Die aus der Gliederung ersichtliche Quadratur des Kreises ist kaum zu schaffen. Das übergeordnete Problem des Bands ist für Einführungsbände und Überblicksdarstellungen charakteristisch: Tiefergehende Theoriefragen, neuere Forschungsdiskussionen oder eine Reflektion der Stoffauswahl müssen durch die starren Verlagsvorgaben beiseite gelassen werden, stattdessen gilt das Prinzip „von allem ein bisschen“. Dargestellt werden scheinbar kanonisierte Daten, Fakten, Personen und Ereignisse. Dadurch entsteht zum einen ein latenter Eurozentrismus, dem man insbesondere der Abhandlung zur Neuesten Kirchengeschichte anmerkt. Zum anderen fehlt eine durchgehende Genderperspektive: Wurde Kirchengeschichte wirklich nur von ‚großen Männern‘ gemacht?

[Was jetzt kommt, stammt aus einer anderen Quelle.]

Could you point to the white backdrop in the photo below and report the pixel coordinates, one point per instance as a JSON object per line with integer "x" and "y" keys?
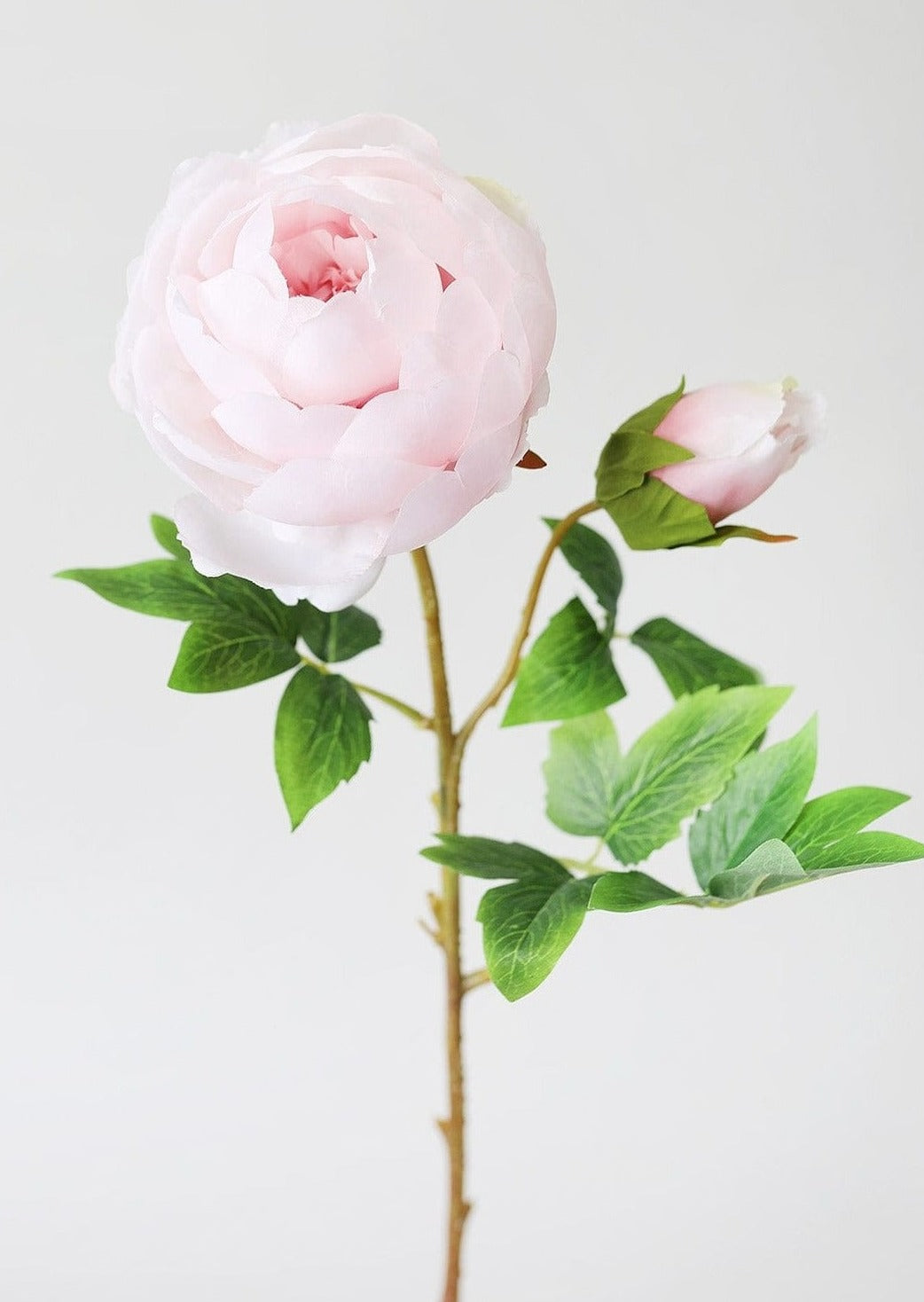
{"x": 220, "y": 1051}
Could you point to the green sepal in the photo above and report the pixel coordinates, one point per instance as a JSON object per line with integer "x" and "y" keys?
{"x": 322, "y": 739}
{"x": 166, "y": 533}
{"x": 568, "y": 672}
{"x": 648, "y": 514}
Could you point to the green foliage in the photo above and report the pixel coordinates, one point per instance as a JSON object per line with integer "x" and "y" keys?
{"x": 682, "y": 763}
{"x": 838, "y": 814}
{"x": 170, "y": 590}
{"x": 767, "y": 867}
{"x": 479, "y": 857}
{"x": 166, "y": 533}
{"x": 337, "y": 636}
{"x": 630, "y": 892}
{"x": 863, "y": 849}
{"x": 650, "y": 514}
{"x": 216, "y": 656}
{"x": 568, "y": 672}
{"x": 581, "y": 775}
{"x": 687, "y": 663}
{"x": 528, "y": 927}
{"x": 322, "y": 739}
{"x": 760, "y": 804}
{"x": 596, "y": 562}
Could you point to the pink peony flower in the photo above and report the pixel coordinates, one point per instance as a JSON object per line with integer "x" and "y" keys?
{"x": 339, "y": 344}
{"x": 742, "y": 436}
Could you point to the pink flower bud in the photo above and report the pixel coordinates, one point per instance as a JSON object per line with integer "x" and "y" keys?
{"x": 742, "y": 436}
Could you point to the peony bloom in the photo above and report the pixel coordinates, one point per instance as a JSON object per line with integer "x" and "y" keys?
{"x": 339, "y": 344}
{"x": 742, "y": 436}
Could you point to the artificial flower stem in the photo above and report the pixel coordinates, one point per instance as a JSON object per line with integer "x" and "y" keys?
{"x": 512, "y": 663}
{"x": 447, "y": 913}
{"x": 401, "y": 706}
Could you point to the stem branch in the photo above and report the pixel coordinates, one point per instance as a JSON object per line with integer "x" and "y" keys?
{"x": 448, "y": 935}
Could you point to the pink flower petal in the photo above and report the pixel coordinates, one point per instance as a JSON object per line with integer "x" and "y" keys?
{"x": 325, "y": 565}
{"x": 344, "y": 355}
{"x": 336, "y": 491}
{"x": 725, "y": 484}
{"x": 723, "y": 420}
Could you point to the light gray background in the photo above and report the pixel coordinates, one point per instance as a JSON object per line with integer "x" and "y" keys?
{"x": 219, "y": 1042}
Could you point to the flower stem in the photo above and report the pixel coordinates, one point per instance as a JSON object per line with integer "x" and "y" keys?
{"x": 445, "y": 906}
{"x": 512, "y": 663}
{"x": 447, "y": 913}
{"x": 395, "y": 702}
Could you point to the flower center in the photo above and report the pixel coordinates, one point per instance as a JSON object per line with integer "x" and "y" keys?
{"x": 320, "y": 263}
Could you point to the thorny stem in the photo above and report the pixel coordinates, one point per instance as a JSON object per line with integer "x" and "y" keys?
{"x": 447, "y": 914}
{"x": 445, "y": 906}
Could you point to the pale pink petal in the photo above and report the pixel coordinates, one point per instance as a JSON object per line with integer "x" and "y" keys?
{"x": 723, "y": 420}
{"x": 223, "y": 373}
{"x": 344, "y": 355}
{"x": 503, "y": 395}
{"x": 241, "y": 314}
{"x": 467, "y": 323}
{"x": 336, "y": 491}
{"x": 208, "y": 445}
{"x": 725, "y": 484}
{"x": 337, "y": 564}
{"x": 401, "y": 286}
{"x": 364, "y": 129}
{"x": 278, "y": 430}
{"x": 428, "y": 512}
{"x": 423, "y": 428}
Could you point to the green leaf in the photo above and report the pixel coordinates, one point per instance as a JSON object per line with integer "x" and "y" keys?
{"x": 770, "y": 866}
{"x": 166, "y": 533}
{"x": 568, "y": 672}
{"x": 340, "y": 634}
{"x": 581, "y": 775}
{"x": 596, "y": 562}
{"x": 654, "y": 516}
{"x": 227, "y": 654}
{"x": 838, "y": 814}
{"x": 322, "y": 739}
{"x": 173, "y": 590}
{"x": 723, "y": 533}
{"x": 481, "y": 857}
{"x": 634, "y": 450}
{"x": 687, "y": 663}
{"x": 760, "y": 804}
{"x": 629, "y": 892}
{"x": 682, "y": 763}
{"x": 168, "y": 589}
{"x": 863, "y": 849}
{"x": 528, "y": 927}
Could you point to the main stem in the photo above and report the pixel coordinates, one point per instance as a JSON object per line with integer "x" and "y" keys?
{"x": 447, "y": 910}
{"x": 450, "y": 748}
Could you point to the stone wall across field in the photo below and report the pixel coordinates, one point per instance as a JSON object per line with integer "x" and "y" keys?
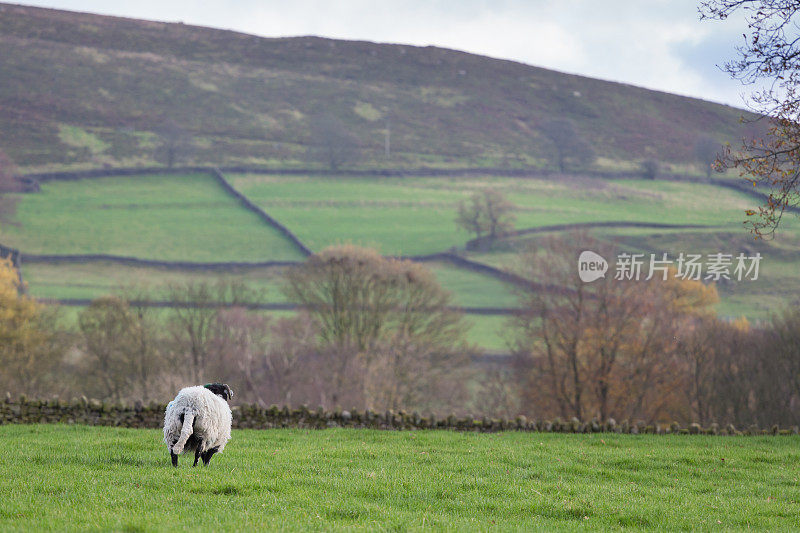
{"x": 96, "y": 413}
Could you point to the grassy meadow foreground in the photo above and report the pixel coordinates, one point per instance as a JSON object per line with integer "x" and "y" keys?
{"x": 76, "y": 477}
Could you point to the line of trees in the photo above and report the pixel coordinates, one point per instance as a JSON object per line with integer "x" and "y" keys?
{"x": 646, "y": 350}
{"x": 380, "y": 333}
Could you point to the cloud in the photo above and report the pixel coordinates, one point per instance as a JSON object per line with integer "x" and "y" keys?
{"x": 659, "y": 44}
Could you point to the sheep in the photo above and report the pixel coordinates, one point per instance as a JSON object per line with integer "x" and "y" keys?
{"x": 198, "y": 419}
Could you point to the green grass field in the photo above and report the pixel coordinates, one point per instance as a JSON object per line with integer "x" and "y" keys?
{"x": 82, "y": 478}
{"x": 92, "y": 280}
{"x": 411, "y": 216}
{"x": 187, "y": 218}
{"x": 190, "y": 218}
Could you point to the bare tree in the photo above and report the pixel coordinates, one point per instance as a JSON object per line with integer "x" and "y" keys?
{"x": 192, "y": 321}
{"x": 770, "y": 59}
{"x": 488, "y": 213}
{"x": 568, "y": 145}
{"x": 386, "y": 319}
{"x": 650, "y": 168}
{"x": 605, "y": 348}
{"x": 121, "y": 349}
{"x": 176, "y": 144}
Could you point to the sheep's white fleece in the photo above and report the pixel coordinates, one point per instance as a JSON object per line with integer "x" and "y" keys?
{"x": 206, "y": 415}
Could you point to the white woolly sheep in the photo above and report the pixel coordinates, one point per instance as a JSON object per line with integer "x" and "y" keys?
{"x": 199, "y": 420}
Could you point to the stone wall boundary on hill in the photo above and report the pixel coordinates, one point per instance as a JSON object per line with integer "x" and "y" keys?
{"x": 96, "y": 413}
{"x": 250, "y": 206}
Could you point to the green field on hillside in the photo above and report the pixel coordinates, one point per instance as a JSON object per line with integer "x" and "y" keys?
{"x": 89, "y": 478}
{"x": 169, "y": 217}
{"x": 92, "y": 280}
{"x": 190, "y": 218}
{"x": 412, "y": 216}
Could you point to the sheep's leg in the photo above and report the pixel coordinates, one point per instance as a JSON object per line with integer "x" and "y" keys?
{"x": 208, "y": 454}
{"x": 186, "y": 432}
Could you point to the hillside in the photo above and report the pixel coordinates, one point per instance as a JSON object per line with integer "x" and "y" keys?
{"x": 87, "y": 90}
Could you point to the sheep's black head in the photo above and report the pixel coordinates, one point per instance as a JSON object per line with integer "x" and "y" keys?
{"x": 220, "y": 389}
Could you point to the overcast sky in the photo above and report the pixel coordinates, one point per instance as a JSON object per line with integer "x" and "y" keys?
{"x": 659, "y": 44}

Wenn nach der Einleitung des Buchs zunächst der Gegenstand des Fachs thematisiert wird (S. 10–23), ist dies sehr zu begrüßen: Was ist Kirchengeschichte eigentlich? In enger Anlehnung an Christoph Markschies wird Kirchengeschichte als „Geschichte des Christentums“ definiert, gleichzeitig aber ein universeller heilsgeschichtlicher Ansatz zurückgewiesen, „die Geschichte der Welt von ihren Anfängen an aus christlicher Perspektive darzustellen“ (S. 10). Wünschenswert, aber in einer solchen Einführung wahrscheinlich kaum zu leisten, wäre eine Historisierung beider Auffassungen gewesen. So ist etwa die „Geschichte des Christentums“, auch verstanden als „Geschichte des geglaubten Gottes“ (Andreas Holzem), stark durch den Cultural Turn geprägt, der spätestens seit den 1990er-Jahren die Geisteswissenschaften prägt. Positiv hervorzuheben sind Elemente des dritten Kapitels, das sich der Periodisierung von Kirchengeschichte widmet. Hier machen Möller und Ammerich alternative Vorschläge zur Grenzziehung zwischen Antike, Mittelalter und Neuzeit und begründen diese Auswahl stichwortartig. So sehen sie den Beginn der Neuzeit unter anderem in der Veröffentlichung von Luthers Thesen im Jahr 1517, mit der die Einheit der westlichen Kirche endete (S. 26). Über diese Position mag man streiten können – der zu rezensierende Einführungsband aber schafft es hier, für einen problemgeschichtlichen Zugriff auf Perioden und Epochen zu sensibilisieren.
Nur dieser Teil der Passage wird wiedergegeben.